Following this was the Immersive Imagine Futures Workshop. Facilitator and cinema curator Bruno Castro presented the board game “Sustainability in the Arts” that made sustainability strategy creative, participatory and fun.
The day concluded with the film screening TAKKUUK. Inspired by their journey to Greenland with EarthSonic, UK electronic act BICEP has teamed up with seven indigenous arctic artists, from Greenlandic rappers to Inuit throat singers. This screening was a groundbreaking body of work, pulling together various cultures and media, it tore down the walls of social difference to emphasise our global climate crisis.

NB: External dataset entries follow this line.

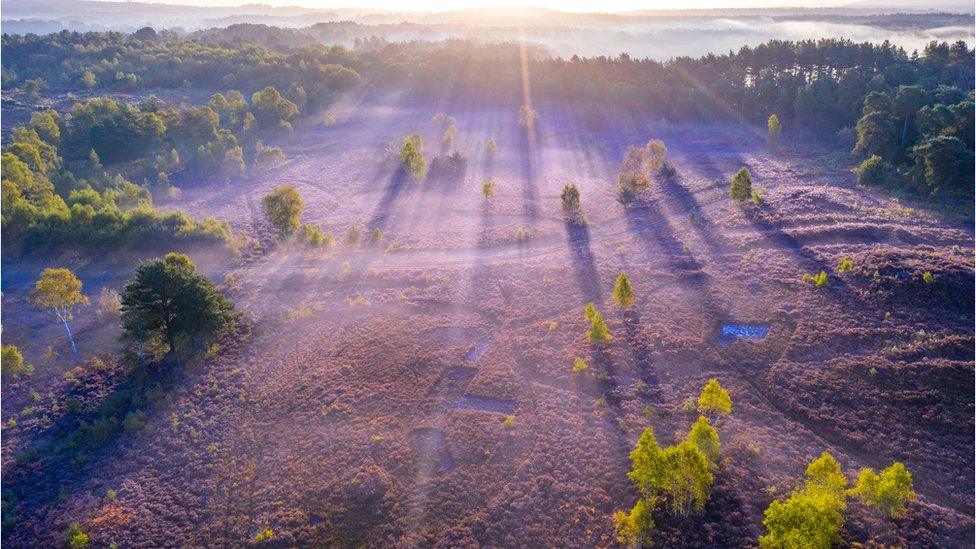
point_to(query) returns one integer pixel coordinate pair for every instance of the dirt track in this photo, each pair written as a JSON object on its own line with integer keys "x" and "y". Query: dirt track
{"x": 368, "y": 405}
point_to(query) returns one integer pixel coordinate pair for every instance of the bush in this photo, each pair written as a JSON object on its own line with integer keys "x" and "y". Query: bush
{"x": 75, "y": 537}
{"x": 108, "y": 305}
{"x": 714, "y": 399}
{"x": 283, "y": 207}
{"x": 488, "y": 188}
{"x": 819, "y": 280}
{"x": 354, "y": 236}
{"x": 741, "y": 187}
{"x": 598, "y": 334}
{"x": 12, "y": 363}
{"x": 312, "y": 235}
{"x": 873, "y": 172}
{"x": 630, "y": 528}
{"x": 623, "y": 293}
{"x": 570, "y": 198}
{"x": 412, "y": 156}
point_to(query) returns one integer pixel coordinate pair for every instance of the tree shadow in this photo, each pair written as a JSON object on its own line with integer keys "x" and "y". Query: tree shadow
{"x": 641, "y": 353}
{"x": 394, "y": 188}
{"x": 584, "y": 263}
{"x": 528, "y": 160}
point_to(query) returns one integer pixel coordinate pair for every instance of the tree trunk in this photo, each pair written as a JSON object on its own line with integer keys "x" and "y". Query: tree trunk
{"x": 904, "y": 133}
{"x": 71, "y": 339}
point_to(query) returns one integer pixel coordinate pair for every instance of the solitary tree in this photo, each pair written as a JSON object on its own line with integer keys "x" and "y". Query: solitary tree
{"x": 741, "y": 188}
{"x": 889, "y": 491}
{"x": 705, "y": 437}
{"x": 598, "y": 333}
{"x": 488, "y": 188}
{"x": 825, "y": 473}
{"x": 714, "y": 399}
{"x": 60, "y": 290}
{"x": 168, "y": 303}
{"x": 283, "y": 206}
{"x": 412, "y": 156}
{"x": 12, "y": 362}
{"x": 774, "y": 128}
{"x": 807, "y": 519}
{"x": 623, "y": 293}
{"x": 570, "y": 198}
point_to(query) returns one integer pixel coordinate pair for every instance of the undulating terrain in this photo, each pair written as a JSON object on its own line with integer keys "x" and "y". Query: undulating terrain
{"x": 419, "y": 391}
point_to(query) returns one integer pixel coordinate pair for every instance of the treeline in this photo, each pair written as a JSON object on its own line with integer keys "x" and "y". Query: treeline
{"x": 53, "y": 195}
{"x": 918, "y": 140}
{"x": 148, "y": 60}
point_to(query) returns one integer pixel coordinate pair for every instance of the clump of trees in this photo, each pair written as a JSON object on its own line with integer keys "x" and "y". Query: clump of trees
{"x": 412, "y": 156}
{"x": 640, "y": 165}
{"x": 917, "y": 140}
{"x": 678, "y": 477}
{"x": 714, "y": 401}
{"x": 171, "y": 309}
{"x": 813, "y": 515}
{"x": 60, "y": 291}
{"x": 283, "y": 207}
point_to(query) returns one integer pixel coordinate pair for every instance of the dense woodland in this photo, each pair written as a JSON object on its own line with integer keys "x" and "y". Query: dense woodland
{"x": 85, "y": 175}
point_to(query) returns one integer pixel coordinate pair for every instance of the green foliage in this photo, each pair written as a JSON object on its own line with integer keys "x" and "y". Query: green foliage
{"x": 630, "y": 528}
{"x": 680, "y": 472}
{"x": 808, "y": 519}
{"x": 947, "y": 166}
{"x": 570, "y": 198}
{"x": 773, "y": 128}
{"x": 623, "y": 293}
{"x": 825, "y": 473}
{"x": 889, "y": 492}
{"x": 741, "y": 188}
{"x": 714, "y": 400}
{"x": 12, "y": 363}
{"x": 354, "y": 236}
{"x": 819, "y": 280}
{"x": 312, "y": 235}
{"x": 488, "y": 188}
{"x": 874, "y": 171}
{"x": 75, "y": 537}
{"x": 272, "y": 110}
{"x": 412, "y": 156}
{"x": 168, "y": 304}
{"x": 705, "y": 438}
{"x": 59, "y": 290}
{"x": 283, "y": 207}
{"x": 598, "y": 334}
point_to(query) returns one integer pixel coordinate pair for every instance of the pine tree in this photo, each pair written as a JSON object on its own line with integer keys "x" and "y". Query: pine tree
{"x": 623, "y": 293}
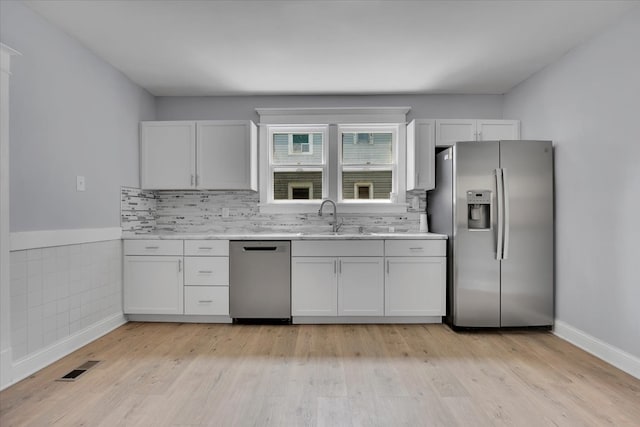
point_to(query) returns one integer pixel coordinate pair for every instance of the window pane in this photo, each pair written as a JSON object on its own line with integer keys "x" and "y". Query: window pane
{"x": 366, "y": 185}
{"x": 297, "y": 185}
{"x": 367, "y": 148}
{"x": 297, "y": 148}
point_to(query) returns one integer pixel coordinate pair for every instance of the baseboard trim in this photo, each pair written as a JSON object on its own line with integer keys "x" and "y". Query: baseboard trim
{"x": 6, "y": 355}
{"x": 610, "y": 354}
{"x": 332, "y": 320}
{"x": 34, "y": 362}
{"x": 46, "y": 238}
{"x": 181, "y": 318}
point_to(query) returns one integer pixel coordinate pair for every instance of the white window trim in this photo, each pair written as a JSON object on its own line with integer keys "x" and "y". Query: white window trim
{"x": 331, "y": 117}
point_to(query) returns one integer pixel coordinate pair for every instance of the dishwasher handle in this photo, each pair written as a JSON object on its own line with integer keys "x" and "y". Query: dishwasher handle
{"x": 260, "y": 248}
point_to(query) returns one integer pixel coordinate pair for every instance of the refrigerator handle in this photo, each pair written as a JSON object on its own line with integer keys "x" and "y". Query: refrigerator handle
{"x": 505, "y": 180}
{"x": 499, "y": 200}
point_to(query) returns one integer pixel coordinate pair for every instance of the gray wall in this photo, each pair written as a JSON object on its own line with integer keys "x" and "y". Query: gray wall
{"x": 71, "y": 114}
{"x": 243, "y": 107}
{"x": 588, "y": 103}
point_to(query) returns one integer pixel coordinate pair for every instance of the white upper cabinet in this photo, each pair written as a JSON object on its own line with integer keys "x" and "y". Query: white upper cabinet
{"x": 449, "y": 131}
{"x": 168, "y": 155}
{"x": 496, "y": 130}
{"x": 207, "y": 155}
{"x": 227, "y": 155}
{"x": 421, "y": 155}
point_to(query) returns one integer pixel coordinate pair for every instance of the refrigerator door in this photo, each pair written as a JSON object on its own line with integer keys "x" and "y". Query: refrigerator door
{"x": 476, "y": 275}
{"x": 440, "y": 211}
{"x": 527, "y": 265}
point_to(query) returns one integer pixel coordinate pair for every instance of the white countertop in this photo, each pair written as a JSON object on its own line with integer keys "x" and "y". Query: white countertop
{"x": 284, "y": 236}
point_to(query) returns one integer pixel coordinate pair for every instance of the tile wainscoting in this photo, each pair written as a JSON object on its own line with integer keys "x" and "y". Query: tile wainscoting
{"x": 57, "y": 292}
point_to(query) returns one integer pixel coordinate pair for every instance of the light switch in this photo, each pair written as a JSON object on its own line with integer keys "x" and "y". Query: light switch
{"x": 80, "y": 183}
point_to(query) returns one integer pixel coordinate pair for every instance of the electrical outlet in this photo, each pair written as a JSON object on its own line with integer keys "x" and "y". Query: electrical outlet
{"x": 80, "y": 186}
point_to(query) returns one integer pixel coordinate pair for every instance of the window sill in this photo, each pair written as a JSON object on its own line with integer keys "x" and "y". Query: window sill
{"x": 343, "y": 208}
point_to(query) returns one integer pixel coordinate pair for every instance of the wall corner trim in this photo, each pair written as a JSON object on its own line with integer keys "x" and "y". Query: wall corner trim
{"x": 602, "y": 350}
{"x": 46, "y": 238}
{"x": 34, "y": 362}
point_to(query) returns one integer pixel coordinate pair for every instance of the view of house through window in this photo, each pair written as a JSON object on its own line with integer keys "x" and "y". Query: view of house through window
{"x": 297, "y": 163}
{"x": 365, "y": 169}
{"x": 367, "y": 164}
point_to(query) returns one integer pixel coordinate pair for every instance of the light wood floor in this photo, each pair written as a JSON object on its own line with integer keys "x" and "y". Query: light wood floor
{"x": 354, "y": 375}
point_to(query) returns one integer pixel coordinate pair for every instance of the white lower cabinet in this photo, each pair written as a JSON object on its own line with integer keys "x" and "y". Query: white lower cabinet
{"x": 176, "y": 277}
{"x": 415, "y": 277}
{"x": 360, "y": 286}
{"x": 415, "y": 286}
{"x": 338, "y": 285}
{"x": 153, "y": 284}
{"x": 314, "y": 286}
{"x": 396, "y": 278}
{"x": 206, "y": 300}
{"x": 206, "y": 277}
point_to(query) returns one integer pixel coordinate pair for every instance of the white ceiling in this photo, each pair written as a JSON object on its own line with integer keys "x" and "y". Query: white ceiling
{"x": 329, "y": 47}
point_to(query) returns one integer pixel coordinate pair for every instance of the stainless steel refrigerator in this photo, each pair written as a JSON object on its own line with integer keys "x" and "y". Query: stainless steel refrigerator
{"x": 494, "y": 199}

The Impact of POP3: Grassroots Leadership in the Climate Crisis

In Birkenhead and the wider Liverpool City Region, the conference emphasises how grassroots events can lead by example. Future Yard’s model is not only socially rooted but also deeply practical.
Leading the way to our sustainable future, Future Yard has launched the ‘Live Events Energy Scheme’, a collaboration with Ecotricity, as part of their mission to decarbonise their industry. The scheme allows access to the same high-quality renewable energy solutions as the industry giants, positioning Future Yard as the sustainable leader in the hopes to increase collective action to accelerate sustainability across the live events landscape.
Future Yard’s intent to publicly share their net zero roadmap, gathering experts and hosts inspiring conversations, sends a powerful signal: the climate crisis is not just an existential threat but a call to reimagine our way of life. For Birkenhead, that reimagining is happening now. In real time, with real people, making a real impact.